Columbus’ own colony was a disaster for the native people. From day one, Columbus and his fellows sought gold or other riches—that was the point of their voyage. To find these riches, they tortured and enslaved the people they encountered, and killed those who resisted. Within just a few years, most of the Taino people who had lived on Hispaniola were dead.
This was a foretaste of what was to come as the Spanish, English, Portugese, French, and Dutch each carved out their piece of the Americas. These European powers competed to extract the wealth of this “New World” for their own ruling classes. To do so, they destroyed the natives’ means of survival, took their land, and forced this indigenous population into slavery to work on plantations or in mines.
In addition to this brutality, they spread diseases to which the indigenous Americans had no immunity, especially smallpox, but also typhus, yellow fever, and the bubonic plague. Everywhere the Europeans went, they brought death. For instance, Mexico dropped from an estimated population of 22 million indigenous people in 1500 before the Spanish arrived, to about one million by the early 1600s.

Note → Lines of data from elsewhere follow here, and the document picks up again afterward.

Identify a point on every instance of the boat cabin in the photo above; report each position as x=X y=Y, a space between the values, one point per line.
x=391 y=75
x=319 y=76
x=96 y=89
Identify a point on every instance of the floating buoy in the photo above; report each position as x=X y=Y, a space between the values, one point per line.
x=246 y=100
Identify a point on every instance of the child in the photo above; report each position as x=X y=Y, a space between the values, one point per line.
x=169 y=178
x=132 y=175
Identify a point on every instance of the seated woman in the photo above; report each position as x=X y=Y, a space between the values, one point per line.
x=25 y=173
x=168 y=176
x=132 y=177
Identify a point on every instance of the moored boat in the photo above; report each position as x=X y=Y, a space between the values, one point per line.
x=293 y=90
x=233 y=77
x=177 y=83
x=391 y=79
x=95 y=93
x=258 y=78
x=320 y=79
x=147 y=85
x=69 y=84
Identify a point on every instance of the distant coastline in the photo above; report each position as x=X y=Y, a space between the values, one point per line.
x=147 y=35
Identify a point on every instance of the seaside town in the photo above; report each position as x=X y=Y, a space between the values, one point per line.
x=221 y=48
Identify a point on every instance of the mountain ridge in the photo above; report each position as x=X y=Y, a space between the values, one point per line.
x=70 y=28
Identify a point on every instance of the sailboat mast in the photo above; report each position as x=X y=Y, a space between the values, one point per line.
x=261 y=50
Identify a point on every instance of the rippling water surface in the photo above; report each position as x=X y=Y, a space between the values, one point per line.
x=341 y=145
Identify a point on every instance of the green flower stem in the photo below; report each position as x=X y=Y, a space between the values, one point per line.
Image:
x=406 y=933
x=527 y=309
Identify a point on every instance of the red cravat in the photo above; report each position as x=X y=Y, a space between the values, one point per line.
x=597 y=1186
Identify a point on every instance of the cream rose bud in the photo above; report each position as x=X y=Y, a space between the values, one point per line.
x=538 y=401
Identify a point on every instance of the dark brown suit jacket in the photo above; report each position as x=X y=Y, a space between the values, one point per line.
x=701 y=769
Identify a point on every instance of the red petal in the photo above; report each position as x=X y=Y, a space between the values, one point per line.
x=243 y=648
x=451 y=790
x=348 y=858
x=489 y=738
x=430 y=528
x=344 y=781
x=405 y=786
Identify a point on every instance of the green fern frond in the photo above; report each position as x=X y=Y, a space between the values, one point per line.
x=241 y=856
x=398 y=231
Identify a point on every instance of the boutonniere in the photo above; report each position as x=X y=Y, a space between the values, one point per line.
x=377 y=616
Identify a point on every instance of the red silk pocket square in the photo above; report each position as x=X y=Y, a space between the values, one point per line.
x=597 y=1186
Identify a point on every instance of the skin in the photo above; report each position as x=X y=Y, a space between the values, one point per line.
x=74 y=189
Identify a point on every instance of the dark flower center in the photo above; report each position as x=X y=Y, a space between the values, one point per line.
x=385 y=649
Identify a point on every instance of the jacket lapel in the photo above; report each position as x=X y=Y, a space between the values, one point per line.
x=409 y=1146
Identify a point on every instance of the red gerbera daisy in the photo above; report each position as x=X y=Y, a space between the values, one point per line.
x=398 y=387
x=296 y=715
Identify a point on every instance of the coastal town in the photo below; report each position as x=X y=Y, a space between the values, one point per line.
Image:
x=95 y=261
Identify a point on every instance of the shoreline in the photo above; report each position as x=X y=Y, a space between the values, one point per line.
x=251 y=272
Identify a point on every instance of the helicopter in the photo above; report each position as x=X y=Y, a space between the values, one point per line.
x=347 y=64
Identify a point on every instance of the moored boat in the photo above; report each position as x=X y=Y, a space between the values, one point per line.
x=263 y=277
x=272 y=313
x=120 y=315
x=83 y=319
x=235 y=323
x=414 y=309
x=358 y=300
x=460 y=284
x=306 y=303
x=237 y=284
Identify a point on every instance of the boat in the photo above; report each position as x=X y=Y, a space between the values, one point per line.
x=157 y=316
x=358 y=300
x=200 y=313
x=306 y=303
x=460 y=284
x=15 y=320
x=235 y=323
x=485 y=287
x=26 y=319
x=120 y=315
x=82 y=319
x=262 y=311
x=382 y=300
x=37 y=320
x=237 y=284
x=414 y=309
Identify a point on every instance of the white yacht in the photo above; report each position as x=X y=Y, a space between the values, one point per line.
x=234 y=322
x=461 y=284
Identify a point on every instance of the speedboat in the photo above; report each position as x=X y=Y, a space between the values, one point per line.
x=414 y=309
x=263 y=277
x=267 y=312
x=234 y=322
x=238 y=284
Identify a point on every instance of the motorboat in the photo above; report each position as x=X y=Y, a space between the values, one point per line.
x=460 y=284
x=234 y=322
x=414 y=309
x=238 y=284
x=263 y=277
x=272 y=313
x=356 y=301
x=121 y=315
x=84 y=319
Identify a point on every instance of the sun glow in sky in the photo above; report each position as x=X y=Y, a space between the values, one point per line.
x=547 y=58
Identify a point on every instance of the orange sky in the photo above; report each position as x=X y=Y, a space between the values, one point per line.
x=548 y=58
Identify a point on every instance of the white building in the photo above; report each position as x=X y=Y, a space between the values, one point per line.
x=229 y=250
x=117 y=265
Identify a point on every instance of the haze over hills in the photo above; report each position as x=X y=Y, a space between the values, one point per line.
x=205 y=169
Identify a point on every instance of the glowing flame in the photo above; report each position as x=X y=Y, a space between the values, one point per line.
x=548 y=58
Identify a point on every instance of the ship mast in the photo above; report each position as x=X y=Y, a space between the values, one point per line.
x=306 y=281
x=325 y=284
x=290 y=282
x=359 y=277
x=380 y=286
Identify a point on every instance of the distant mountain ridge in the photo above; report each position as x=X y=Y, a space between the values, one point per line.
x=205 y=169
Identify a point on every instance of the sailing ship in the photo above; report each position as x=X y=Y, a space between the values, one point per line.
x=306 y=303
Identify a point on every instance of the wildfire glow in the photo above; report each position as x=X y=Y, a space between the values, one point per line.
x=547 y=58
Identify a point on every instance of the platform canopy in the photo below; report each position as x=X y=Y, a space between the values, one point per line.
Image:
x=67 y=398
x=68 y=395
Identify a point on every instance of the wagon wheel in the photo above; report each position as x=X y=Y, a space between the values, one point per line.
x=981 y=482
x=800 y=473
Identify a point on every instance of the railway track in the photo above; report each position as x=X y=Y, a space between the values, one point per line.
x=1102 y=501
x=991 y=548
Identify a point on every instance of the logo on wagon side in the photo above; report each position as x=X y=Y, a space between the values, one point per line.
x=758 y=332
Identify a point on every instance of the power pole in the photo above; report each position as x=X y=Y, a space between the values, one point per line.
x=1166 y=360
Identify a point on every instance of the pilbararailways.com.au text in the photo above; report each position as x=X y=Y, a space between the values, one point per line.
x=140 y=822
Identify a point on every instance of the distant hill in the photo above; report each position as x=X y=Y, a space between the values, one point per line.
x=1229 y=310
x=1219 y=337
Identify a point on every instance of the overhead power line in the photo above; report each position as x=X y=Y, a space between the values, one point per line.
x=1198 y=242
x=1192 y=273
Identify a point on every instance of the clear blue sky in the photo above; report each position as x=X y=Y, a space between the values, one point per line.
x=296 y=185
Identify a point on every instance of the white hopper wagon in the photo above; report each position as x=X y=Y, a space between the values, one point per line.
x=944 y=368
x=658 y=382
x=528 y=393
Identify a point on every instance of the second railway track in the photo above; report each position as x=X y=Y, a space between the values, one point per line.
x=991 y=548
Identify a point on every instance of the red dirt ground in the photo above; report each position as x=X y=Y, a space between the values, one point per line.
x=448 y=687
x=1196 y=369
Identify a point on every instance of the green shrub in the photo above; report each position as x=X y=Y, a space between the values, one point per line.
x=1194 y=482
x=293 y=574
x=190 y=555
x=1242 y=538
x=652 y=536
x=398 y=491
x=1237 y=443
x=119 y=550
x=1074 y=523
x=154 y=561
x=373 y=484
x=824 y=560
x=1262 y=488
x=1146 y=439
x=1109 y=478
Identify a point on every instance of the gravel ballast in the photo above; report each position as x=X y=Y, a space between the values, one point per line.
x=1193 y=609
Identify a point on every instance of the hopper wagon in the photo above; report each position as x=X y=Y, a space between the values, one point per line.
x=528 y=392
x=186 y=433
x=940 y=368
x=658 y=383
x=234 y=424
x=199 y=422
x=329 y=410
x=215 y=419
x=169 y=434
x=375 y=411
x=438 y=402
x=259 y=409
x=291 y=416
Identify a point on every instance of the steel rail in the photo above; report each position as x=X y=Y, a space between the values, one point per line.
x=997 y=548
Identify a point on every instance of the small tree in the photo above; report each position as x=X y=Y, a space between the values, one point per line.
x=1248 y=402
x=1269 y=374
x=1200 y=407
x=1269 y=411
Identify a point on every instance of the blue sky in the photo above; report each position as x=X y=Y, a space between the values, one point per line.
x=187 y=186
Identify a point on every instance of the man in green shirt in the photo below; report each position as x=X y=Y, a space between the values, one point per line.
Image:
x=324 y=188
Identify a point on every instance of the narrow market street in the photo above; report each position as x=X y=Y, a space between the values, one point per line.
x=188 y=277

As the indigenous population died in huge numbers, the colonial ruling classes sought another source of labor. Their solution was to import enslaved people from Africa as a labor force. Plantations based on the labor of Africans and their descendants expanded throughout the Carribean islands, and they would soon stretch from what is today Maryland all the way south to Brazil. Tens of millions of people were ensnared in a brutal nightmare that lasted for more than 300 years. Other colonies relied on a labor force of indentured servants from Europe—many of whom also died within a few years of their arrival.
The European conquest of the Americas set off by Columbus was not just a disaster for a big part of the human family: it was also central to the development of capitalism. In the centuries to come, huge amounts of wealth would flow from throughout the Americas into the hands of the European capitalist class. This wealth formed a large share of the initial capital that made possible Europe’s economic development, and later the development of the United States with its ruling class imported from Europe.
The conquest of the Americas more than 500 years ago helped lay the basis for today’s concentration of the world’s wealth in the hands of the capitalist class of a few rich countries.